The drug hit the market at a time of increasing recognition by the U.S. medical community that many patients in pain were being inadequately treated.
In 1996, the American Pain Society argued for medical providers to view pain as a “fifth vital sign.” The organization urged medical providers to routinely assess and respond to pain levels in their patients in the same way they monitored blood pressure, heart rate, respiratory rate and temperature.
“We know in the ’90s there was a sort of a shift in that pain was the fifth vital sign and that we really need to be paying attention to patients’ pain because it wasn’t being treated well at that time,” said Dr. Jenna Walters, director of medical student and resident education at the Vanderbilt Pain Management Center and assistant professor of anesthesiology and pain medicine.

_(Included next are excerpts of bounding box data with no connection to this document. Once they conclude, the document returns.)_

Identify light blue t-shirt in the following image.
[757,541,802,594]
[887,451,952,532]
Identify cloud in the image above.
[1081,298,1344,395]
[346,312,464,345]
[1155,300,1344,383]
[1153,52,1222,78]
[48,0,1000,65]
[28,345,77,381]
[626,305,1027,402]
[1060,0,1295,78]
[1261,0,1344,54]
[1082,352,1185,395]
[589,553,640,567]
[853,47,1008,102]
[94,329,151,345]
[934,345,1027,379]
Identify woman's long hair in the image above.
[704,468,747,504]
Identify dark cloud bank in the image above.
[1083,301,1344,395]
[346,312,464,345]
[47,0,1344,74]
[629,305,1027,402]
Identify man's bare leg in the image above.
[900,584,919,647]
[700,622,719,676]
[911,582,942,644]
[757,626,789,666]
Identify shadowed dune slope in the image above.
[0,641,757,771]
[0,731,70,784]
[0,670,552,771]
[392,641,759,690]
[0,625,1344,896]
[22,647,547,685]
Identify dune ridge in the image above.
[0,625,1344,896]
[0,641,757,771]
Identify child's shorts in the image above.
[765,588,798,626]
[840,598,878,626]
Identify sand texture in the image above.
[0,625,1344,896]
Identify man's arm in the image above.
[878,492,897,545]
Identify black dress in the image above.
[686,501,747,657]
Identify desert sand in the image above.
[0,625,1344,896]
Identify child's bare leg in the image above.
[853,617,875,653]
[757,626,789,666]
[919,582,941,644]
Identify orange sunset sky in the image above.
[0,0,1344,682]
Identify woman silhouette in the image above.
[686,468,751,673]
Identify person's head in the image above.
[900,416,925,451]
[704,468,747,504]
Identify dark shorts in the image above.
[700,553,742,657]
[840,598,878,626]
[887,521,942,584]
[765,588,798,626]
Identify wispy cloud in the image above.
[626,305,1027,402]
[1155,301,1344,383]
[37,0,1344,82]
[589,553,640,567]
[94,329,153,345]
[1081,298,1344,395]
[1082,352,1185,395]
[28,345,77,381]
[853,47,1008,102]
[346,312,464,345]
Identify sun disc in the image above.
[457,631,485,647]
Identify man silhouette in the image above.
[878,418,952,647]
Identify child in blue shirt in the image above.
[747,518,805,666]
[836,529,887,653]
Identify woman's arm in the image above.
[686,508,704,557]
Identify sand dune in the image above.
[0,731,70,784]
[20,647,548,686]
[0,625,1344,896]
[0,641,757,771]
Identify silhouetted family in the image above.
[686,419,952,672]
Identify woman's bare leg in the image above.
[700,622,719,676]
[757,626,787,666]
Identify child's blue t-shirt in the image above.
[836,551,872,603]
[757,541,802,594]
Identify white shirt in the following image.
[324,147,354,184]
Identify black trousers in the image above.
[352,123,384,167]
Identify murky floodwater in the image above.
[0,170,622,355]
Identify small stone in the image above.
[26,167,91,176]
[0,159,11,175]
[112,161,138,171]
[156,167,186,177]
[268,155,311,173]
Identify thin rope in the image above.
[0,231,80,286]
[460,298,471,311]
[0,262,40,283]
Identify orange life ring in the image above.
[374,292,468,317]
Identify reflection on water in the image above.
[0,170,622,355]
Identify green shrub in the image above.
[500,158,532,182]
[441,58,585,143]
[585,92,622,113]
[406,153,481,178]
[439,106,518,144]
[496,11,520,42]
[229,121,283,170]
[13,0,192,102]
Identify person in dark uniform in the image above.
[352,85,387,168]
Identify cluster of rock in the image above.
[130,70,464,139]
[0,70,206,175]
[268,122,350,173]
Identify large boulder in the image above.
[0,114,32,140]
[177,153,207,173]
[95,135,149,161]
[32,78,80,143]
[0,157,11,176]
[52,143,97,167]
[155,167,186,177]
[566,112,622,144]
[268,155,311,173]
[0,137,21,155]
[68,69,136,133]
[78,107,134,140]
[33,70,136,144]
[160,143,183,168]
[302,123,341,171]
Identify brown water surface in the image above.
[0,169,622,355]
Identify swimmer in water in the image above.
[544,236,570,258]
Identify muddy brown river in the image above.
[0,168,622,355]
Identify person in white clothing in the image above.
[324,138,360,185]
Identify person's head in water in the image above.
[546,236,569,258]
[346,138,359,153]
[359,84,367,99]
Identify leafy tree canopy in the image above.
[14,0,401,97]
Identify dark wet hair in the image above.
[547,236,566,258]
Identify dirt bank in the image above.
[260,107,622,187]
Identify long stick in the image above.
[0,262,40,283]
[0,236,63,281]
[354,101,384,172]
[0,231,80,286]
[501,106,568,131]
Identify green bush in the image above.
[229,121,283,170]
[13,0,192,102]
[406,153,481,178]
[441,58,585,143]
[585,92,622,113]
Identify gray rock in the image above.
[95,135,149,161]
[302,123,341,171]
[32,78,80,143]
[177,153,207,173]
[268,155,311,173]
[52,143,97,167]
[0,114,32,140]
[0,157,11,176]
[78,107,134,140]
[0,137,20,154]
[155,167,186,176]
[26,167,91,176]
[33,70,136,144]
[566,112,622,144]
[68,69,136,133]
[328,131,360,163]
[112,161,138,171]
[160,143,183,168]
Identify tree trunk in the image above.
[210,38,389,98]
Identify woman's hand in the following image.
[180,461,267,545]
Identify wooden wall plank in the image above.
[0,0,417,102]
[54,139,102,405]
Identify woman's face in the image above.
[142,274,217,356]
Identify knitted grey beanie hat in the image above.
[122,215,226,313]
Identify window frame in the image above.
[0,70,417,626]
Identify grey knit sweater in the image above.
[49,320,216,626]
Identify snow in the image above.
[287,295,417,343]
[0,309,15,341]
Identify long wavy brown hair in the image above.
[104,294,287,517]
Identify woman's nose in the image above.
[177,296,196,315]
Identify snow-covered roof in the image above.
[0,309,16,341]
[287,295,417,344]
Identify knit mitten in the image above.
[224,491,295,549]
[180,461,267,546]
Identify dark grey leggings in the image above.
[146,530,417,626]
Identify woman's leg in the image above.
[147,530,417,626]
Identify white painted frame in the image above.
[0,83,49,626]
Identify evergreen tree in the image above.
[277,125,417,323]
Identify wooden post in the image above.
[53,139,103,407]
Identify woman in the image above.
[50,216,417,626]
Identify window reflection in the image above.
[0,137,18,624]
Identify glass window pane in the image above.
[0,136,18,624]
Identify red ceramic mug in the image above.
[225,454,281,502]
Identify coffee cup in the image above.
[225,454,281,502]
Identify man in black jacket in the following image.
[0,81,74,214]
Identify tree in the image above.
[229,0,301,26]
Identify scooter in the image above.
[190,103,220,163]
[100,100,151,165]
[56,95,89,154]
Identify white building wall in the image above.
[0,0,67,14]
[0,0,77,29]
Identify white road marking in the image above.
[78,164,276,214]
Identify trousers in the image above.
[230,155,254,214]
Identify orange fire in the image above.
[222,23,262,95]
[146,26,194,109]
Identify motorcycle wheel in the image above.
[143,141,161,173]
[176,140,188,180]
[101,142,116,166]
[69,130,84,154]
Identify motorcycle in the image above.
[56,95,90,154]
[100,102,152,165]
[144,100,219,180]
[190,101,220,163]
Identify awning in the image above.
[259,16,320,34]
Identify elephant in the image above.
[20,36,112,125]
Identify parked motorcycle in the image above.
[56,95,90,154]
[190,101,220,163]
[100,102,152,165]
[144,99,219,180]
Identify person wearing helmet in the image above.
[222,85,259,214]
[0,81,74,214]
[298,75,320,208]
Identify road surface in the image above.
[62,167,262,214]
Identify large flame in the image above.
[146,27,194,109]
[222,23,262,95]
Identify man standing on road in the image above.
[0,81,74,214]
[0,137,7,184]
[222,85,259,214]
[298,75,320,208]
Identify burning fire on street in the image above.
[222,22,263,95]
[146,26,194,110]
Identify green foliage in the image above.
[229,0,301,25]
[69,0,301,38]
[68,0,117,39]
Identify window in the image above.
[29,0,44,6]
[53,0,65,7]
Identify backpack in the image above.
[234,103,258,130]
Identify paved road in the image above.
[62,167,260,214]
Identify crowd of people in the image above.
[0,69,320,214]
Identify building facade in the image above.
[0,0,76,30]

With the introduction of OxyContin came an aggressive marketing campaign aimed at doctors by drug manufacturer Purdue Pharma. The pharmaceutical company took out ads in medical journals, hosted conferences and deployed pharmaceutical representatives to physician offices and clinics across the country.
In 1999, 5 percent of people who received publicly funded addiction treatment in Tennessee were abusing prescription pain relievers and 342 people died from overdoses.
By 2000, prescription opioids had become the top drug abused by those receiving publicly funded treatment at detox facilities and halfway houses for recovering addicts, according to the Tennessee Department of Mental Health and Substance Abuse Services.
In 2003, the FDA issued a “warning letter” to Purdue Pharma for misleading advertisements that said:
“The combination in these advertisements of suggesting such a broad use of this drug to treat pain without disclosing the potential for abuse with the drug and the serious, potentially fatal risks associated with its use, is especially egregious and alarming in its potential impact on the public health.”
As the number of opioid-related emergency room visits and deaths continued to climb around the country, the FDA in 2008 began holding a series of meetings to discuss opioid risks, misuse and abuse.